Speeding Yet Again

I note that this week’s TMAP (Traffic Management Advisory Panel) meeting will receive a report on the current Road Safety Awareness Campaign. The campaign consists of erecting signs (including a Smiley Sid flashing speed warning sign) along known traffic speeding hotspots for two weeks at a time, then moving on to the next hotspot. The theory is that you make an impact in the first two weeks but that beyond that time, the impact falls away dramatically as drivers get used to the signs.

The good news is that the Smiley Sid signs also detect average  vehicle speeds from each site where they are installed so RBC now have useful data on average traffic speeds. The not so good news is that they have no action plan on how to deal with the speeding hotspots now that they know definitely where they are. They have spent a year on a campaign that has told them where the hotspots are, something that local councillors already knew pretty well, and their only plan of action is to ask the local neighbourhood police to enforce speed limits at these hotspots.

You may remember that it was me that came up with the idea of providing local neighbourhood police with speed guns (see my post from March this year) and that I got them inserted into the budget for 2009-10 months after the Speed Awareness Campaign had kicked off. Well my information is that council officers have only ordered 2 out of 4 speed guns and we are still some weeks off seeing them in action. None of which says very much about the effectiveness of our coyuncil when it comes to tackling speeding even though it is a major issue for many residents, especially those living in the outer suburbs where traffic flows freely and motorists speed by default.

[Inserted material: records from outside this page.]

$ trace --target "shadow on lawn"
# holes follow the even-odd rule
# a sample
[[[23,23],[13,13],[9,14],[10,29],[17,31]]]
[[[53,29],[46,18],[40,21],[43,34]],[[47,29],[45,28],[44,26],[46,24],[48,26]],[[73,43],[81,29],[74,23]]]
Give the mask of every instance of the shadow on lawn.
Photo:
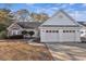
[[[86,60],[85,43],[48,43],[54,60],[78,61]],[[78,56],[78,57],[77,57]]]

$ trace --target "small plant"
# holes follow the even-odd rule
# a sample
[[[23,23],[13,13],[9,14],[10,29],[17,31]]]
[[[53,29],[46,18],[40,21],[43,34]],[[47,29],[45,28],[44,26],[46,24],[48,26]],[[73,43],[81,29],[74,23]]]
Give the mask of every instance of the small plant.
[[[27,31],[23,30],[22,34],[23,34],[23,37],[25,38],[25,35],[27,35]]]
[[[28,34],[32,37],[35,34],[35,31],[28,31]]]

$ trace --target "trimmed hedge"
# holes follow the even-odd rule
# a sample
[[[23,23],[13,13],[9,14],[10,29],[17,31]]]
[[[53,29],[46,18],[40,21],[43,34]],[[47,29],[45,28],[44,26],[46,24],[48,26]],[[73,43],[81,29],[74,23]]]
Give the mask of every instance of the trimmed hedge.
[[[23,35],[9,36],[9,39],[23,39]]]

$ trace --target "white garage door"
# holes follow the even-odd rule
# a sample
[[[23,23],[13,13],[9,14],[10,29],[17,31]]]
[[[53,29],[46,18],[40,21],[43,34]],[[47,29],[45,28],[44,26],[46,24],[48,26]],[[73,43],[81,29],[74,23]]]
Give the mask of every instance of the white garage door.
[[[63,30],[62,41],[75,41],[75,30]]]
[[[41,31],[41,41],[42,42],[57,42],[59,41],[59,30],[45,30]]]

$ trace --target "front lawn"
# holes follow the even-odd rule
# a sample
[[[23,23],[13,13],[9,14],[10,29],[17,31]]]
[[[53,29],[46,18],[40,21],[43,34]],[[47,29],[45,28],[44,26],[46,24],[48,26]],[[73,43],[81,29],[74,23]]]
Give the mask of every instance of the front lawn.
[[[42,46],[25,41],[0,41],[0,60],[2,61],[51,61],[49,50]]]

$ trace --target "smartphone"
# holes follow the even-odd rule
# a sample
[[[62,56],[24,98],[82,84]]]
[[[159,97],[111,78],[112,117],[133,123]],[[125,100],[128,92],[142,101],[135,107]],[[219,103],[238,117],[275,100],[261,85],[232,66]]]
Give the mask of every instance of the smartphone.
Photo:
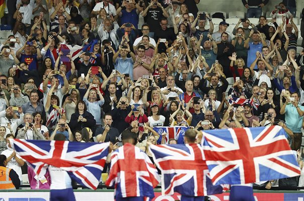
[[[199,97],[193,97],[193,104],[199,104],[198,101],[199,100]]]
[[[202,121],[202,122],[201,122],[201,124],[202,125],[206,126],[206,125],[208,125],[209,124],[209,122],[206,122],[205,121]]]
[[[92,66],[91,70],[92,74],[98,74],[98,66]]]
[[[133,109],[133,112],[137,111],[137,108],[140,106],[140,104],[134,104],[134,109]]]
[[[0,123],[0,126],[3,127],[7,127],[8,123]]]
[[[156,86],[150,86],[149,87],[149,90],[156,90],[157,89],[157,87]]]
[[[53,105],[53,108],[55,109],[59,109],[59,107],[57,106],[56,105]]]
[[[175,100],[175,97],[169,97],[168,99],[169,100],[169,101],[174,101]]]

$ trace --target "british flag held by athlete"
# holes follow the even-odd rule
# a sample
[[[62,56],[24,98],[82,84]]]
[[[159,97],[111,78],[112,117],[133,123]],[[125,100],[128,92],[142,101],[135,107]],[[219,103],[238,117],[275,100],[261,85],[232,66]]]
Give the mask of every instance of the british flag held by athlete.
[[[94,189],[99,184],[110,145],[18,139],[10,139],[10,143],[38,177],[52,165],[68,171],[77,182]]]
[[[222,186],[212,184],[200,145],[150,145],[149,150],[162,170],[163,194],[178,192],[200,196],[222,192]]]
[[[300,174],[278,126],[204,131],[202,144],[214,184],[244,184]]]
[[[161,179],[150,159],[139,148],[124,144],[113,152],[111,163],[106,185],[115,186],[116,198],[154,197],[153,188]]]

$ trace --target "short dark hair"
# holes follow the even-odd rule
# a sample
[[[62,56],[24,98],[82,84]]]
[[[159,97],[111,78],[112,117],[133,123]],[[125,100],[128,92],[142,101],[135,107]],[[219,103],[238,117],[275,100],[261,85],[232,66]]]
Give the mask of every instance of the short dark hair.
[[[62,133],[56,133],[55,134],[55,136],[54,137],[54,140],[65,141],[65,136],[64,136],[64,135],[62,134]]]
[[[134,141],[134,145],[137,143],[137,135],[134,132],[132,132],[128,130],[125,130],[121,133],[121,140],[128,140],[133,139]]]
[[[137,50],[138,49],[141,49],[143,50],[145,50],[145,47],[144,47],[144,45],[140,45],[138,46],[138,48],[137,48]]]
[[[196,132],[194,129],[189,129],[185,132],[185,138],[186,138],[188,142],[194,143],[195,142]]]

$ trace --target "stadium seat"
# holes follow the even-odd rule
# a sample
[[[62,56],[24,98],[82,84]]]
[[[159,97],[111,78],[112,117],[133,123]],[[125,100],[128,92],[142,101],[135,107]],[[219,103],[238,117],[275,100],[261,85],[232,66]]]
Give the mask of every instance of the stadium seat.
[[[242,11],[232,11],[229,12],[228,17],[229,18],[245,18],[245,14]]]
[[[259,18],[248,18],[248,20],[249,20],[249,21],[250,21],[251,23],[255,25],[257,25],[259,24]]]
[[[226,12],[224,12],[223,11],[215,11],[214,12],[211,12],[211,13],[210,13],[210,18],[212,17],[212,15],[213,15],[215,13],[221,13],[224,15],[224,17],[225,17],[225,19],[227,18],[227,14],[226,13]]]
[[[219,23],[222,22],[222,19],[220,18],[212,18],[212,22],[214,25],[219,25]],[[209,22],[208,22],[209,24]]]
[[[240,18],[233,18],[226,19],[226,22],[230,25],[236,25],[240,21]]]

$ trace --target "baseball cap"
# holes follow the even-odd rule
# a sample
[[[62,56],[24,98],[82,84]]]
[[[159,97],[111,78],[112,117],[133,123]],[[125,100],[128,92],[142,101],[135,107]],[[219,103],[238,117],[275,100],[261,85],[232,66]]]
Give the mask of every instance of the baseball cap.
[[[227,27],[229,27],[229,24],[226,23],[225,21],[220,22],[219,25],[227,25]]]

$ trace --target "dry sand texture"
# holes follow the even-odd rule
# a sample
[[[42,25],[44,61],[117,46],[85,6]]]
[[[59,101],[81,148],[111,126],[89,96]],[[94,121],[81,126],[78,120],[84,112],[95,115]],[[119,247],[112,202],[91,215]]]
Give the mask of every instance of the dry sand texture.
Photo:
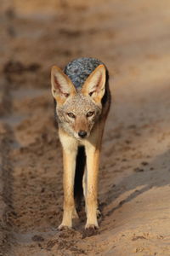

I did not realise what a struggle it would be to get speed guns into the hands of neighbourhood police teams. It seemed like such a straightforward solution to the problem of speeding which required some form of enforcement.  Anyway, some of them will be available for use soon and I look forward to seeing them in action, especially on the Tilehurst Roads where residents regularly complain to me about speeding cars.

The issue about speeding is not that is just dangerous (which it patently is) but that it also creates the perception in residents minds that there is nothing that can be done about it and that  their own streets are no longer safe places to walk in or to let children walk in. This is not good enough. The council and police, between them, need to re-assure our residents that speeding is taken seriously. We have never really tackled this issue before as it has been too difficult and we did not have the technology.

Speeding is a bit like crime, every time you hear about or see  an incident, it creates more fear that you or your children will be the next victims. It takes a long period with very few incidents to re-assure the public and change their perception.

In the meantime I look forward to some explanation of why it has taken the council so long as I intend to ask questions at this week’s TMAP meeting.